Now other than telling us that he was a man of faith, the bible doesn't reveal to us the heart of Samson. According to Judges 16:28, his last act of life was also an act fueled more by personal hurt over the loss of his two eyes than any righteous indignation at the false worship of the Philistines. We read that he calls on God to help him take vengeance for himself rather than as honour to God.
That said, it was still an act of faith, whatever it's motive.
After a prayer to God for strength, he kills thousands of the enemy by pushing down the pillars of the temple of Dagon (Judges. 16:28-31). That one act cost Samson his life, but it won for him a place among the heroes of faith;
And what more shall I say? For time will fail me if I tell of Gideon, Barak, Samson, Jephthah, of David and Samuel and the prophets, who by faith conquered kingdoms, performed acts of righteousness, obtained promises, shut the mouths of lions, quenched the power of fire, escaped the edge of the sword, from weakness were made strong, became mighty in war, put foreign armies to flight. (Hebrews 11:32)
What can we learn from the Story of Samson?
Samson was a person with great potential, who fell short because of his sin and disobedience. Mighty in physical strength, he was weak in resisting temptation. His life is a clear warning against the dangers of self-indulgence and lack of discipline.
- We may take pride in something that we excel in, but of all the great strengths we may have, ultimately sorrow, pain and trouble will come upon us if we do not make it our most important priority to trust and obey God.
Throughout the story of Samson, we see exhibited the long-suffering of God in allowing His people to continue in their homeland in spite of their lack of spirituality and dedication to Him. Yet not without the constant reminder of oppression, which was the result of their ungodly actions.
- We too, as individuals and as a church, must realise that God disciplines those whom He loves (Heb 12). Many things we suffer as Christians should be considered in that context.
- Though true that, like Job, we don’t always suffer as discipline for our faults, suffering can very well be God trying to tell us something, as He was the Israelites. In hard times we need to examine our lives to ensure that we are not putting ourselves outside Gods blessings due to sin.
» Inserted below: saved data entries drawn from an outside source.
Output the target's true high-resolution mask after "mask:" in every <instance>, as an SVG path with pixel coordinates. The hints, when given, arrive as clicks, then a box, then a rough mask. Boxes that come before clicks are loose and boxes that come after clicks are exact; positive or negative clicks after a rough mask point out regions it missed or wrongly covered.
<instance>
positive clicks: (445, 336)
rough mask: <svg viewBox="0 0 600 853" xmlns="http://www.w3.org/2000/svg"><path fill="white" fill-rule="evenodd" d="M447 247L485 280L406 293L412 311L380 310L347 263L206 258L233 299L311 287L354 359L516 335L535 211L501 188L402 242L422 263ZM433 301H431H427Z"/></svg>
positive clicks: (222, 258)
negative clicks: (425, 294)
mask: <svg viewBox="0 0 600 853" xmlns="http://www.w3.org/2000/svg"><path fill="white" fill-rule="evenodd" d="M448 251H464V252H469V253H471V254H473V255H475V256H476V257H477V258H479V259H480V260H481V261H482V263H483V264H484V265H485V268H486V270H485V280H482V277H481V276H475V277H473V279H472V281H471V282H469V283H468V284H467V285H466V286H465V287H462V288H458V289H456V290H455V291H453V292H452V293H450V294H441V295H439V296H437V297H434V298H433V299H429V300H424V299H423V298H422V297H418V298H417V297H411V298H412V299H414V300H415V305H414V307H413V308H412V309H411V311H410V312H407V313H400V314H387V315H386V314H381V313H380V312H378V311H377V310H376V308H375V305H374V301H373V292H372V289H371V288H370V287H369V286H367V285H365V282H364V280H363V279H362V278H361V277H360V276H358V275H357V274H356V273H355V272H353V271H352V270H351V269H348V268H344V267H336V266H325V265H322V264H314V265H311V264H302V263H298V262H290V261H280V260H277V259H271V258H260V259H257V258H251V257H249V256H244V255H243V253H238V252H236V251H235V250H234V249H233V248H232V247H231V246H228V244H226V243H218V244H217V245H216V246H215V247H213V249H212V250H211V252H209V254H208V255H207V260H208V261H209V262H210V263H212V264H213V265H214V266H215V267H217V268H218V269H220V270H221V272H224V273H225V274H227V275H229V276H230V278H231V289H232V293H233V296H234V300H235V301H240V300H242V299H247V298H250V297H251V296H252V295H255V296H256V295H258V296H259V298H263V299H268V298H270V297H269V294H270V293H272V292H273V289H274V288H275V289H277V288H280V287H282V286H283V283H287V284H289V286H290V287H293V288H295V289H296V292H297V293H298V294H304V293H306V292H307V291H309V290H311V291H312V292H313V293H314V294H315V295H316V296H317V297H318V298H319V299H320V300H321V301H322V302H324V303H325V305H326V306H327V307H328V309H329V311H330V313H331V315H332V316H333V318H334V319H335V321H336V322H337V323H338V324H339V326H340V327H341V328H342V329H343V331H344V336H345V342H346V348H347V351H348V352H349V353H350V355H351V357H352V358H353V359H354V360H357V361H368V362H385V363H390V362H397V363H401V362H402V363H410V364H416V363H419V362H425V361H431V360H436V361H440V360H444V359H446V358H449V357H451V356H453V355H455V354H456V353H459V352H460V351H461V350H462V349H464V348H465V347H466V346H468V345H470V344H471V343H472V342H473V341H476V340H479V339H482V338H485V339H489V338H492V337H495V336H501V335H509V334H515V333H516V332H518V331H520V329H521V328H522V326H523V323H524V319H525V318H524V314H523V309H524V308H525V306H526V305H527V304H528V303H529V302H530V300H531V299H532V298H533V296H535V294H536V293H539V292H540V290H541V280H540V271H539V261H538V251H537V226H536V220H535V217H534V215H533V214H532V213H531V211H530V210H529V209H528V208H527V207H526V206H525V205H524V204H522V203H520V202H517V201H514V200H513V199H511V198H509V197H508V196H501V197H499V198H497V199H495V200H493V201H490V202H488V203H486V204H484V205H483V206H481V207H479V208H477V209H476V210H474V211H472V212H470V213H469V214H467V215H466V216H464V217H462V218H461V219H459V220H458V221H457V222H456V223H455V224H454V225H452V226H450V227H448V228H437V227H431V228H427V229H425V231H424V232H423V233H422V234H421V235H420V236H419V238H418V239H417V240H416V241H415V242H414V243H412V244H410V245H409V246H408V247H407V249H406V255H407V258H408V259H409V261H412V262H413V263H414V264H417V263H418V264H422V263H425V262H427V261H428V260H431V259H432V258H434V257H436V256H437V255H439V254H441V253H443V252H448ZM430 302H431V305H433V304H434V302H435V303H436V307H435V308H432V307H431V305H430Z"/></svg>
- Samson could have saved himself much pain and difficulty if he’d shown more respect for Gods ways.
Although used by God for carrying out His purposes, Samson’s life and manner should never be presented as a character to emulate. Rather his life should be seen as an example of the grief people can bring upon themselves when they chose to believe but not devote themselves to God.
- Likewise, we can have faith, but miss out on the abundant life that Christ wants us to enjoy because of self-will.
Samson was allowed to aggravate and disrupt the Philistines just enough to prevent the complete subjugation of Israel. Revealing that God can use anyone, good or evil, to bring about His purposes. He can do this without precluding, that is compromising, man’s free choice. Knowing the nature and characteristics of every individual, God knows beforehand what that person will choose to do and can use that action without interfering with that person’s choice and still bring about God’s eternal purpose.